Senior Program Officer, National Democratic Institute, Liberia
Getting the News Out/Managing Expectations, Reducing Divisive Effects of Competition, Elections
Management of poll workers, Election Security
media relations, monitoring, electoral management body, election observers, communications, enfranchising marginalized groups, rural voter registration, voter education, voter registration, staff performance, training, polling supplies
Tue Aug 12 2008
Thomas Du, senior program officer at the National Democratic Institute in Liberia, explains his organization’s charge to facilitate the country’s transition to democracy by working closely with civil society and by engaging constructively with the government.
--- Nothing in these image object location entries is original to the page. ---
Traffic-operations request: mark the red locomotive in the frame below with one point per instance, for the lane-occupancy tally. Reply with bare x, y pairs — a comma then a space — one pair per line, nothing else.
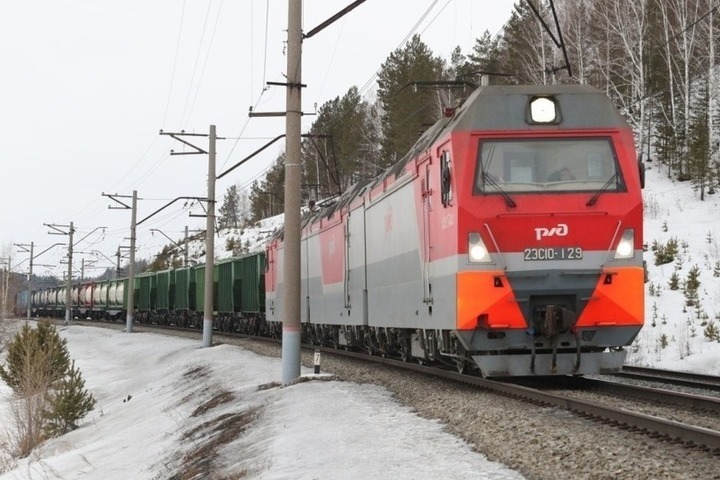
508, 240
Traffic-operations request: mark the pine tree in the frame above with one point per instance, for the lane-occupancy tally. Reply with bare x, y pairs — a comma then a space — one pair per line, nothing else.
39, 353
229, 212
70, 402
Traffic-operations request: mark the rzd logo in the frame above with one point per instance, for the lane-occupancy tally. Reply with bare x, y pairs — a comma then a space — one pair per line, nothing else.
559, 231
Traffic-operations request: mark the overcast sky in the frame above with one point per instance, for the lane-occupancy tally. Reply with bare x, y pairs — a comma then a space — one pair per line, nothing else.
86, 86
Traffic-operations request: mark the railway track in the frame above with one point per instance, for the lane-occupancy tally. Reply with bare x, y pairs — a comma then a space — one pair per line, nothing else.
707, 439
670, 377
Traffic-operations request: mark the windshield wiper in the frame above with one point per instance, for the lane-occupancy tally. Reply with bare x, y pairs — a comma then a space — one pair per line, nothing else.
508, 199
593, 200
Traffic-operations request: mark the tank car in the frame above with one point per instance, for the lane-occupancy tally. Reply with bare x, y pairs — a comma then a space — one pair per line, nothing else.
508, 240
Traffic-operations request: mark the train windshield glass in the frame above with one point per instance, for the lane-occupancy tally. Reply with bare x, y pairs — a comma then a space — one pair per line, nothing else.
547, 165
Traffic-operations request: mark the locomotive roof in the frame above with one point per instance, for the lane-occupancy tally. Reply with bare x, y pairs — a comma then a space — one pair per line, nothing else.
499, 108
504, 107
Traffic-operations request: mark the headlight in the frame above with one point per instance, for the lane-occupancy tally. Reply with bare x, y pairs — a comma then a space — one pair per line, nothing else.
626, 247
477, 252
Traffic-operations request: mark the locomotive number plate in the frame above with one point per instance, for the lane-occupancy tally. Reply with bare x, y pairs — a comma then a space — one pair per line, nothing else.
552, 253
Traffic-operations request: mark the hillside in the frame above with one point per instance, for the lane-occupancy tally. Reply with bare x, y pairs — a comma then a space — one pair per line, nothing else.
674, 335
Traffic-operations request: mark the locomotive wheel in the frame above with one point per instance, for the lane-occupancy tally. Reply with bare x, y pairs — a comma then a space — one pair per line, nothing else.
461, 365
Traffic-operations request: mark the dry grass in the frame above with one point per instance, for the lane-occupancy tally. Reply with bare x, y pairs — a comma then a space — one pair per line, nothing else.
219, 399
208, 438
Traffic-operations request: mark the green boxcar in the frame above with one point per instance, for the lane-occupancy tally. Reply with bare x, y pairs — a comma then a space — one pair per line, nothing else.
225, 282
183, 288
165, 293
144, 291
198, 275
249, 285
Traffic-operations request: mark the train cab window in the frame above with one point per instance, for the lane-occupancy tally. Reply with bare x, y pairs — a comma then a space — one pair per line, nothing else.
547, 165
445, 179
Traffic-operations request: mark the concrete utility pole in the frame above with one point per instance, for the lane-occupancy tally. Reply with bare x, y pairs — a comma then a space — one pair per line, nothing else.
131, 268
24, 248
66, 230
293, 171
187, 248
209, 244
210, 225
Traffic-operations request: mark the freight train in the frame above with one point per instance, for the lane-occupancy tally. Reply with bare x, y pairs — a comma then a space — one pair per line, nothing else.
508, 241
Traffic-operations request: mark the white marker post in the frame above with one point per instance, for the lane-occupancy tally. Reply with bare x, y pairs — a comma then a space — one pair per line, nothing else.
317, 362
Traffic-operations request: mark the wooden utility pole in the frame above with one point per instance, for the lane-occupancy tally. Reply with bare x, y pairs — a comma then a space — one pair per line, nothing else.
210, 225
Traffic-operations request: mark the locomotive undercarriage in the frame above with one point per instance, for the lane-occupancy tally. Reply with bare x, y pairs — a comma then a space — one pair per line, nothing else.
423, 346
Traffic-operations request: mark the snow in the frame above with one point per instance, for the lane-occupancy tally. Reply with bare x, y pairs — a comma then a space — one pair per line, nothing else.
148, 386
673, 210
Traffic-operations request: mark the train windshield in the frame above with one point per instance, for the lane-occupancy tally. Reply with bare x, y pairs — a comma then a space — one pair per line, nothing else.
547, 165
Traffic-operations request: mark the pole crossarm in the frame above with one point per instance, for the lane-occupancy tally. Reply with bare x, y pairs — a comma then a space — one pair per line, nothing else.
200, 199
93, 231
114, 197
163, 234
98, 252
333, 19
176, 136
59, 229
259, 150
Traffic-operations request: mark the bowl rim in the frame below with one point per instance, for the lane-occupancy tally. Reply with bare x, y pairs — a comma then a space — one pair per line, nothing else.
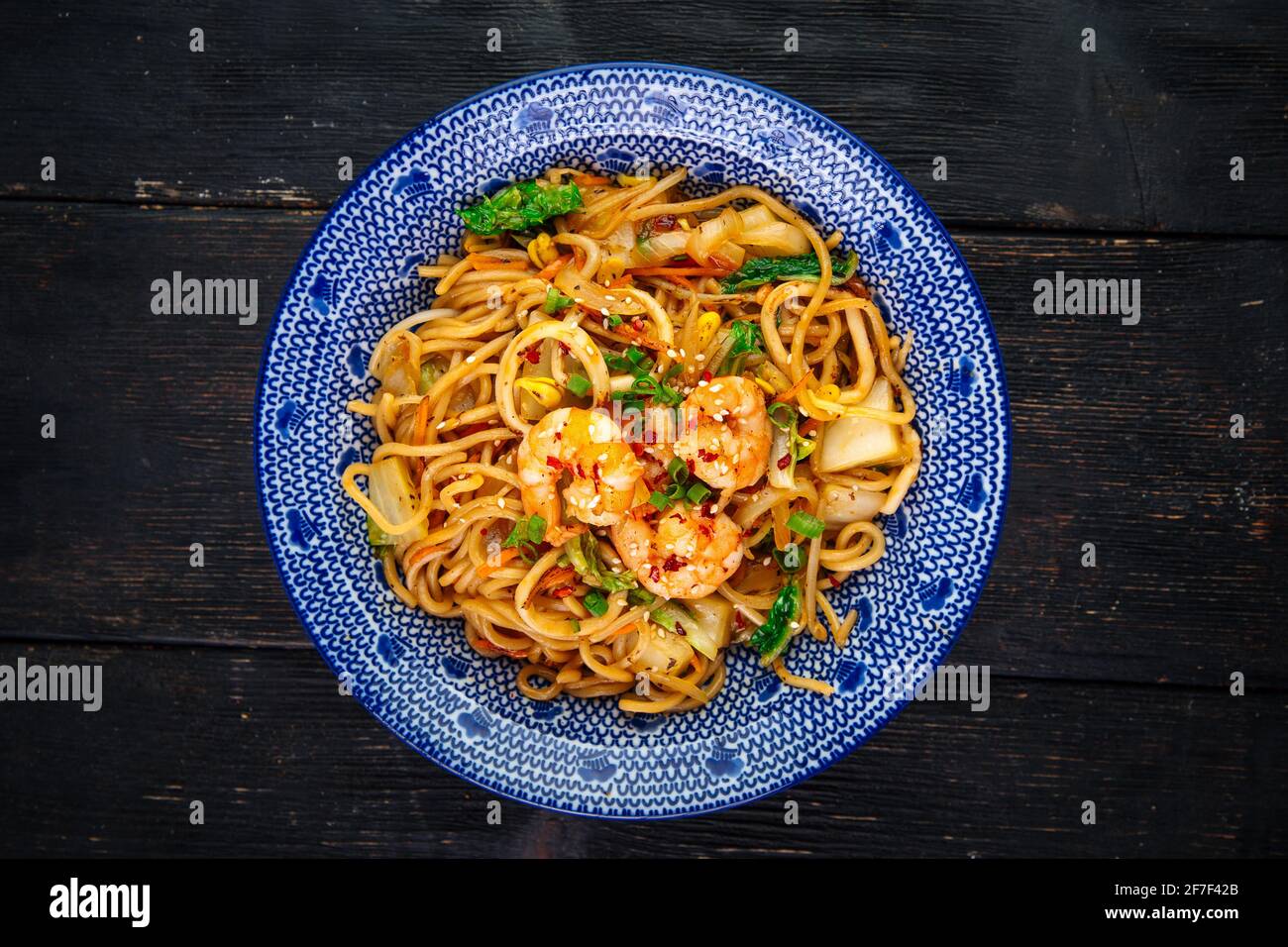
829, 124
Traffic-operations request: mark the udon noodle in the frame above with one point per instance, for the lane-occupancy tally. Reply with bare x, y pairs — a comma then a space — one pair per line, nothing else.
632, 431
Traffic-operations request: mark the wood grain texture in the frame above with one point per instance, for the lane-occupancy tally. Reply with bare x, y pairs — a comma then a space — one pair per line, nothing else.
1121, 440
1136, 136
283, 766
1108, 684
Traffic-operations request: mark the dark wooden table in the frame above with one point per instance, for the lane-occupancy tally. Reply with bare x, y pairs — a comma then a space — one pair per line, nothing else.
1109, 684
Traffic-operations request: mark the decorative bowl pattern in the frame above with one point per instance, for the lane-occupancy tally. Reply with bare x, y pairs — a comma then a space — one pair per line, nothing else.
415, 673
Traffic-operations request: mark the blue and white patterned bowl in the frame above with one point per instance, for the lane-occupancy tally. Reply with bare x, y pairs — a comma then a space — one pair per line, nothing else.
416, 674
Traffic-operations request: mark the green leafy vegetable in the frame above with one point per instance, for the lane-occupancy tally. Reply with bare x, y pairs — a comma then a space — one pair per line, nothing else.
746, 339
771, 639
670, 613
429, 373
555, 300
697, 492
527, 531
805, 525
660, 500
579, 384
584, 556
595, 603
376, 536
640, 596
761, 269
520, 206
644, 386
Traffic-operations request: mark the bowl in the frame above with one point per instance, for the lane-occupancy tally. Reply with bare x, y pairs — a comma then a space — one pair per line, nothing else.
415, 673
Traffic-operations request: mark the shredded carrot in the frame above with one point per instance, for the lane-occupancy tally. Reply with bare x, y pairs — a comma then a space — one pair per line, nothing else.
419, 434
679, 281
421, 423
487, 569
553, 268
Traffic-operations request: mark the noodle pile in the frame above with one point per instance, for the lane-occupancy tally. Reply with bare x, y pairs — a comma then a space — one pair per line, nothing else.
528, 322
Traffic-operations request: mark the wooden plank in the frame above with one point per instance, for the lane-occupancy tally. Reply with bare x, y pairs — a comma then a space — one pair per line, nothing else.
1136, 136
283, 766
1121, 440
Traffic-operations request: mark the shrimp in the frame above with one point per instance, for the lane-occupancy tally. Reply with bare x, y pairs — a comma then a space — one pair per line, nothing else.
688, 553
588, 446
726, 433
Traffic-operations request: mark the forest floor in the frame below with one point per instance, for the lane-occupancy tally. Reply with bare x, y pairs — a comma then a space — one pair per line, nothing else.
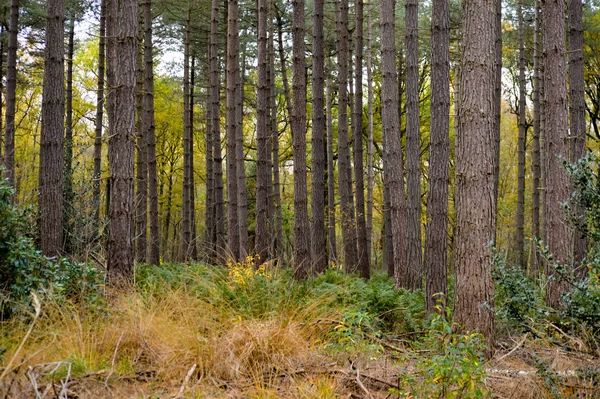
192, 332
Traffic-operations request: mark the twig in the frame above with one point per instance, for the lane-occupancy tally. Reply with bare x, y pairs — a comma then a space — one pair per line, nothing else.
513, 349
38, 311
361, 385
112, 365
185, 382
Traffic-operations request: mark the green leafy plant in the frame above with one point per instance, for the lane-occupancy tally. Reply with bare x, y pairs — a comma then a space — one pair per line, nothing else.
452, 364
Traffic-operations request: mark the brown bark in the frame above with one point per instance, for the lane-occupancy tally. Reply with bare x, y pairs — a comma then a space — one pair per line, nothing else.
141, 195
522, 140
150, 134
331, 236
577, 116
262, 135
122, 25
302, 260
99, 117
319, 238
11, 90
232, 61
344, 167
436, 231
393, 170
475, 171
357, 130
413, 150
219, 216
557, 182
51, 146
186, 218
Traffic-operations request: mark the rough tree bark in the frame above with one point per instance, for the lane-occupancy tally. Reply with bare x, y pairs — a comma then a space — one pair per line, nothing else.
122, 23
319, 239
436, 231
557, 136
413, 149
344, 167
359, 170
51, 146
233, 73
150, 134
262, 135
475, 171
11, 91
393, 170
577, 116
Du recounts the history of party politics in Liberia, highlighting the racial divisions between dark-skinned natives and lighter-skinned repatriated American settlers, long periods of military rule and rigged elections. Parties proliferated as vehicles for individuals to attain power rather than on ideological grounds while significant portions of the population like youth, illiterates, and unskilled workers were neglected. Du explains the National Election Commission’s choice to be inclusive rather than strict in enforcing all electoral rules that would bar some people and parties from the process. He discusses the weak role of the media in the country and the difficulty of getting appropriate materials to illiterate voters. He touches on some different motivations that may have affected voters’ choices in the 2005 election as they determined what kind of leader they wanted to steer them through the democratic transition safely. Du emphasizes the importance of opening up the process by allowing multiple parties and media sources access to the political arena, while avoiding crowding the field with too many parties or news sources. He endorses developing and implementing rules for interparty competition, defining the roles of different stakeholders, and finding a way for parties to effectively disseminate their ideas to voters. Du analyzes election monitoring in the 2005 election and champions domestic monitoring of elections throughout the full election cycle to establish ownership of the process. Looking toward future elections, he calls for the involvement of youth and women in civic culture and the cultivation of future leaders.
At the time of this interview, Thomas Du was the senior program officer at the National Democratic Institute in Liberia. His work at the institute supported the development of civil service infrastructure to assist in building democratic institutions in Liberia. He also studied the successes and failures of these techniques as a means of improvement.